Value engineering compounds: a smarter, cheaper way to build a counter or detail a shopfront, solved once on the prototype, saves money on every store that follows. We provide a fixed-price proposal per site so there are no surprises, and we flag the site-specific variables — tenancy condition, services upgrades, make-good and centre requirements — that legitimately move the number up or down. For indicative per-square-metre ranges by fitout type, see our commercial fitout cost guide.

Common rollout challenges (and how we handle them)

Multi-site programmes carry risks a single fitout does not. The ones that derail rollouts are predictable, and manageable:

  • Tenancy variation — no two shells are identical, so we survey each site and adapt the standard rather than forcing it.
  • Shopping-centre rules — different centres mean different fitout guides, inductions and trading-hour restrictions, which we manage so your programme stays on track.
  • Regional sites — for stores outside the metro area we plan logistics and local trades into the programme while keeping joinery and QA centralised.
  • Tight opening windows — leases and launch dates are fixed, so we build programmes backwards from each opening date.
  • Trading while you build — for refits of existing stores we stage works and use after-hours shifts to keep the doors open.

Key Takeaways

  • A franchise rollout is a repeatable system, not a series of one-off fitouts — the prototype store sets the standard every site replicates.
  • One fitout partner across the whole network is the surest way to keep stores consistent, especially when the joinery is made in one workshop.
  • In-house joinery manufacturing means identical counters, cabinetry and finishes at every site, with lead times you can plan around.
  • A documented standard plus a fixed price per site gives you cost certainty across the whole rollout.
  • The risks that derail rollouts — tenancy variation, centre rules, regional logistics and tight openings — are all manageable with the right programme.

Frequently Asked Questions

Can you roll out a franchise across multiple sites in Brisbane and SEQ?

Yes. We deliver multi-site fitout rollouts across Brisbane and South East Queensland, and travel to regional Queensland for the right programme. One contract and one team cover every store, so you are not managing a different builder in each location.

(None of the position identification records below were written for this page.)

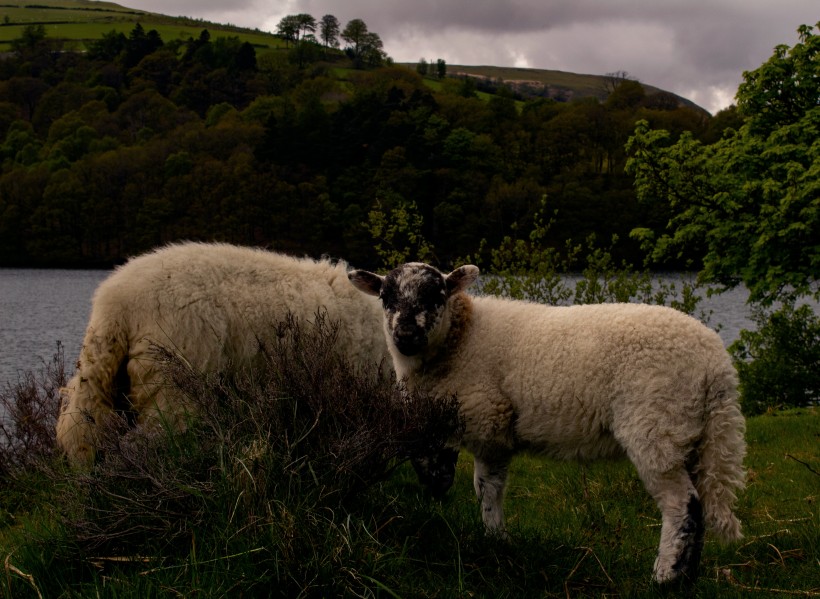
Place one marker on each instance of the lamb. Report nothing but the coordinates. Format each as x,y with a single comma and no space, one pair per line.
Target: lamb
208,303
580,382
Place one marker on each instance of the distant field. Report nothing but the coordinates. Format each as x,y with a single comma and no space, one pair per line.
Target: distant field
78,22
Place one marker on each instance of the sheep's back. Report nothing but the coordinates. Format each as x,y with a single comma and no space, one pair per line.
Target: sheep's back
210,303
567,374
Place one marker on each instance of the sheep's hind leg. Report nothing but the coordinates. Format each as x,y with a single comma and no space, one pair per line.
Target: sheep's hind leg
489,480
682,527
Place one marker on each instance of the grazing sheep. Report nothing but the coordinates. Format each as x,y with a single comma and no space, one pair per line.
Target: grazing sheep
207,303
578,382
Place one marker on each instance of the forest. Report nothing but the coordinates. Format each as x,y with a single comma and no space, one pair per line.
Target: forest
137,143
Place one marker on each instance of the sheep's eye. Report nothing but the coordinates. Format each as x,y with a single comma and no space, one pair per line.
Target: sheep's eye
387,296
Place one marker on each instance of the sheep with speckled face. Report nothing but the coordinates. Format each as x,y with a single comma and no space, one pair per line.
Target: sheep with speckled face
578,382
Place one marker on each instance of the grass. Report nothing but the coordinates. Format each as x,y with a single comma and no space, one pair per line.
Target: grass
78,22
209,514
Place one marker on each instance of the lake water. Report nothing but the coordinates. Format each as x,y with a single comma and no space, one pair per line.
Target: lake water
38,308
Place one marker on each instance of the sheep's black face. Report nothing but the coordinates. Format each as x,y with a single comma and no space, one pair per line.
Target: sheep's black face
437,472
413,297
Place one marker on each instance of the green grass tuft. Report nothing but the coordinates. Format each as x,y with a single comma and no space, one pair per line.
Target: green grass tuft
212,516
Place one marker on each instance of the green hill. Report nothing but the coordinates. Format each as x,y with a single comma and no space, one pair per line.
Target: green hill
559,85
76,22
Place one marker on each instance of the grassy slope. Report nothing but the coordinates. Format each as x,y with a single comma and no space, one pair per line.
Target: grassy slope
576,532
77,21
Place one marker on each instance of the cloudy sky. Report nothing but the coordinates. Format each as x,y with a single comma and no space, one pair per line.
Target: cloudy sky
696,48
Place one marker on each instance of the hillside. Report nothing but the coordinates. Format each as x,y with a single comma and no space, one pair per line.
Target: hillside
162,133
559,85
79,21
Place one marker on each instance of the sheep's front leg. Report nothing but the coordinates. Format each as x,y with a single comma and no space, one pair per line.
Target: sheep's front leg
489,480
682,527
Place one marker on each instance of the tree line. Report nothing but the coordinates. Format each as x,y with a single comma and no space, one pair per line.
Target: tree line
139,142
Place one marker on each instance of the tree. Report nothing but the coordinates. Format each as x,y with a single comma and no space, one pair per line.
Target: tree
354,34
364,47
307,25
423,67
751,201
329,29
288,28
441,68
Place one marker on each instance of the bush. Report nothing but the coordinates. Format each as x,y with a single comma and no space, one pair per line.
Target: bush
268,481
779,363
28,414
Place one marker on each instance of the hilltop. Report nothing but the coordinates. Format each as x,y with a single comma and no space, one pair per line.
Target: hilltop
558,85
77,22
80,21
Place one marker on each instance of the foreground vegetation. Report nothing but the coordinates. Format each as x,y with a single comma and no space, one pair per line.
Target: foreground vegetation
238,506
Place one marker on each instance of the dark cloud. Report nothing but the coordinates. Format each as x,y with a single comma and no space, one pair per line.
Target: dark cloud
697,48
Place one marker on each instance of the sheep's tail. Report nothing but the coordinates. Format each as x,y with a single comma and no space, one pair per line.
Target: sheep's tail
719,472
91,393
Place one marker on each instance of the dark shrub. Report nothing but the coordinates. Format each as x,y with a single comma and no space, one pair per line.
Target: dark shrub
779,363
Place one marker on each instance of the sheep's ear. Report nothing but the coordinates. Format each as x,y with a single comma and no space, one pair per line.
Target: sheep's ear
366,282
461,278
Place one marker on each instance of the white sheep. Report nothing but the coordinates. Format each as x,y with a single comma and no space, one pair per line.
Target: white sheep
580,382
208,303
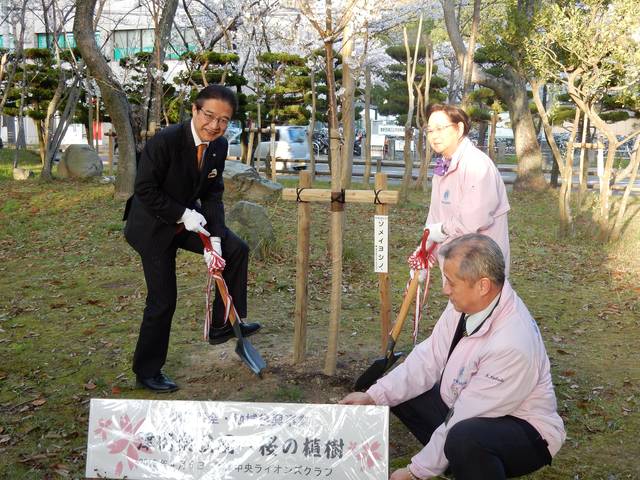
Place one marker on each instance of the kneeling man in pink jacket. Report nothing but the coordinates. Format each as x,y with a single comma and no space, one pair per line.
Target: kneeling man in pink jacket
478,392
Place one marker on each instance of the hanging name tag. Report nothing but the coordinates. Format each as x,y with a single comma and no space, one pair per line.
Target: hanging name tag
381,243
189,440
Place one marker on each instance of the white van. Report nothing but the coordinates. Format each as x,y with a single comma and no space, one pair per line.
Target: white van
291,147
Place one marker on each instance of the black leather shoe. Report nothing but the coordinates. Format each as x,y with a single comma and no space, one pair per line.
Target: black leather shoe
221,335
160,383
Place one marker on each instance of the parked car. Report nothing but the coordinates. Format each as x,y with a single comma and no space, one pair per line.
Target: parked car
291,147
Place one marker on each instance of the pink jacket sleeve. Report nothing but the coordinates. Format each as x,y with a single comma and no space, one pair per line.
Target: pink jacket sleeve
479,200
484,396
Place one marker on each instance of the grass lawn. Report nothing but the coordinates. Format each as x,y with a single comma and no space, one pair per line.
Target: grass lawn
73,293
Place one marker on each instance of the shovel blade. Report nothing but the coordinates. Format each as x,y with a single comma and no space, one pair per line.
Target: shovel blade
375,371
250,356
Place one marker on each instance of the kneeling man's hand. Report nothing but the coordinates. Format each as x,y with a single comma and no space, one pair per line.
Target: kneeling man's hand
357,398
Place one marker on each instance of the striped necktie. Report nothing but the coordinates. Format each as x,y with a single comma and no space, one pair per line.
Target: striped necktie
201,148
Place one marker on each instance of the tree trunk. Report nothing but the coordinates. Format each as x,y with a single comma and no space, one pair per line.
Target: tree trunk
162,37
548,131
584,163
367,125
337,209
312,126
408,126
634,164
348,114
468,61
564,197
512,91
115,99
55,136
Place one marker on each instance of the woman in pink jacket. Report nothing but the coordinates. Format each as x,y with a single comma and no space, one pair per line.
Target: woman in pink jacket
467,193
478,392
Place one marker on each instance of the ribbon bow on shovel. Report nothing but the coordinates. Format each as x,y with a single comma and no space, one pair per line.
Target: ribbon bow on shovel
381,365
244,349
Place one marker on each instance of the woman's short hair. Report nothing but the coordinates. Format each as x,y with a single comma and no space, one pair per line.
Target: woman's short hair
480,256
455,114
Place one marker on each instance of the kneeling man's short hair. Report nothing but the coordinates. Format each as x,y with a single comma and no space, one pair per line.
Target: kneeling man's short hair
480,256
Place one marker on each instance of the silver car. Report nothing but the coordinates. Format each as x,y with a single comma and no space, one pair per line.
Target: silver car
291,147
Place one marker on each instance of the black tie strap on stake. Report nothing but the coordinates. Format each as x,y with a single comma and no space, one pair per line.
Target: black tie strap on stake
298,192
337,201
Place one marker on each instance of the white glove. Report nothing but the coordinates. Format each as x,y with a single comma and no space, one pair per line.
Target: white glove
436,234
216,243
213,258
422,274
193,221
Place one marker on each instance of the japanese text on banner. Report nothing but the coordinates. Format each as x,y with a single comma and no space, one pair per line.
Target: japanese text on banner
381,243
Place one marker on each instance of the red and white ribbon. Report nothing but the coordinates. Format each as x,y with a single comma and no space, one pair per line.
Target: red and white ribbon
215,275
421,259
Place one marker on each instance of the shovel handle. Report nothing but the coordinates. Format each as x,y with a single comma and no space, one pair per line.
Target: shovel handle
222,285
411,291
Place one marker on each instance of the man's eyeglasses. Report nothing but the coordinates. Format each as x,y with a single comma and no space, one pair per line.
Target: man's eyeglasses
431,131
211,118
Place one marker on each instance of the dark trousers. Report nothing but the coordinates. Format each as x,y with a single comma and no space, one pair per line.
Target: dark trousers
477,448
160,276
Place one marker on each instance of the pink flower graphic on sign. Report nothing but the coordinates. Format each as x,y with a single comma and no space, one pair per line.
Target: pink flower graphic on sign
368,454
126,443
103,428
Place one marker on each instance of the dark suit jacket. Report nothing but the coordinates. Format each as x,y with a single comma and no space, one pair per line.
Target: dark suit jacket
168,181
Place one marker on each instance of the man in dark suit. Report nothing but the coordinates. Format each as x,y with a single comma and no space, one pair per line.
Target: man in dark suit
178,194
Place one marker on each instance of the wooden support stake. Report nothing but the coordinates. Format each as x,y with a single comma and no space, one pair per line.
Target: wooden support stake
338,197
350,196
302,274
110,134
250,148
383,278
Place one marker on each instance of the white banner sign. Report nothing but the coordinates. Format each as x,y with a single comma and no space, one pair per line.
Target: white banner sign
188,440
391,130
381,243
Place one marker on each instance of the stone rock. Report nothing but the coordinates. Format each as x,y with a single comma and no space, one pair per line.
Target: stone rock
243,181
22,174
79,161
251,223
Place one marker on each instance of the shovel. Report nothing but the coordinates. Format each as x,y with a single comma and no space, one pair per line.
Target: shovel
245,350
381,365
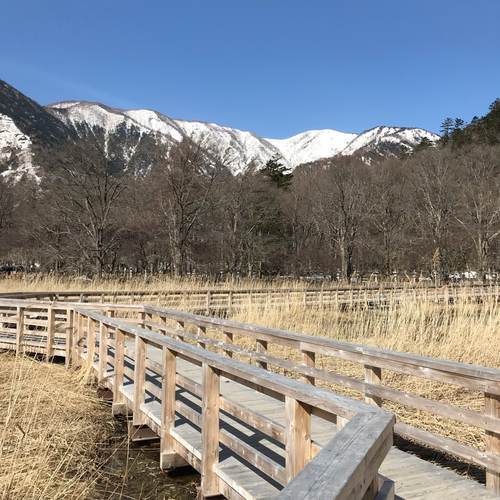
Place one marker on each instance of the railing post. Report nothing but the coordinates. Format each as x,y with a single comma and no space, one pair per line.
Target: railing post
180,326
308,359
69,338
103,352
90,342
261,347
228,339
201,330
139,380
79,339
492,408
19,329
168,455
373,375
208,302
210,431
298,436
51,324
119,407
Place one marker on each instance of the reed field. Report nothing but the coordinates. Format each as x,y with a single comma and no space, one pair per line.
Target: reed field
53,431
463,332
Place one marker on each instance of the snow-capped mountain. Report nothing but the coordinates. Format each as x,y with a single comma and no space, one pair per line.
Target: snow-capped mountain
129,135
237,148
312,145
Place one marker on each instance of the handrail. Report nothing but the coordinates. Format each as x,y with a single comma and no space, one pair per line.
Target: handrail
373,360
369,429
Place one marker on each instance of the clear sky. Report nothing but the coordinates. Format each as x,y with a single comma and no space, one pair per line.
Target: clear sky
276,67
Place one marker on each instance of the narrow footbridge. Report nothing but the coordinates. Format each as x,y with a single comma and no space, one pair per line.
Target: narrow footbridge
254,410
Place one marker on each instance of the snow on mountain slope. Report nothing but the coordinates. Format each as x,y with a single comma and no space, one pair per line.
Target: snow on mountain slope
312,145
11,136
396,137
92,114
15,146
156,122
237,148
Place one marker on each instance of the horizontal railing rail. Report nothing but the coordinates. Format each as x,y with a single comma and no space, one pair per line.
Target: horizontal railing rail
211,300
373,361
38,326
366,431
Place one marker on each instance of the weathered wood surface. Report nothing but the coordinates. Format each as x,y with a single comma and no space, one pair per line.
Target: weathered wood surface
32,325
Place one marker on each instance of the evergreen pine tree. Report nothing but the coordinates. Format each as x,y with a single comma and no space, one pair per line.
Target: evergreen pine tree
446,128
278,173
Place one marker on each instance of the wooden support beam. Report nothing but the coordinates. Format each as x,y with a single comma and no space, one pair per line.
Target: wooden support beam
373,375
308,359
51,327
169,458
210,431
261,347
492,407
228,339
69,351
103,352
90,342
119,407
298,436
19,329
201,330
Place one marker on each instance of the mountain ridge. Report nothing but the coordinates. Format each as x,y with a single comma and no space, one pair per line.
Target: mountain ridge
240,149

Will every store actually look the same?

That is the goal of a rollout, and it is where our in-house joinery matters. Because we manufacture the counters, cabinetry and display joinery in our own Brisbane workshop, the brand-defining elements are reproduced identically at every site rather than reinterpreted by a different joiner each time.

Do you work to a franchisor brand standards manual?

Yes. We build to your existing brand standards and fitout guidelines, and if you do not have a documented standard yet we can help create one from the prototype store so every future site has a single source of truth.

Can you replicate a prototype or reference store?

Yes. The most efficient rollouts start with one completed reference store that we document in detail — drawings, finishes and joinery specifications — then replicate across every subsequent site, adapting only for each tenancy.

How do you price a franchise rollout?

After the prototype is scoped, we quote each store against a known standard and provide a fixed-price proposal per site, with the site-specific variables — tenancy condition, services, make-good and centre requirements — called out separately so your network budget stays predictable.

Can you fit out new stores without closing existing ones?

For refits of trading stores we stage the work and use after-hours and weekend shifts to minimise disruption, so your existing locations keep trading while the rollout continues.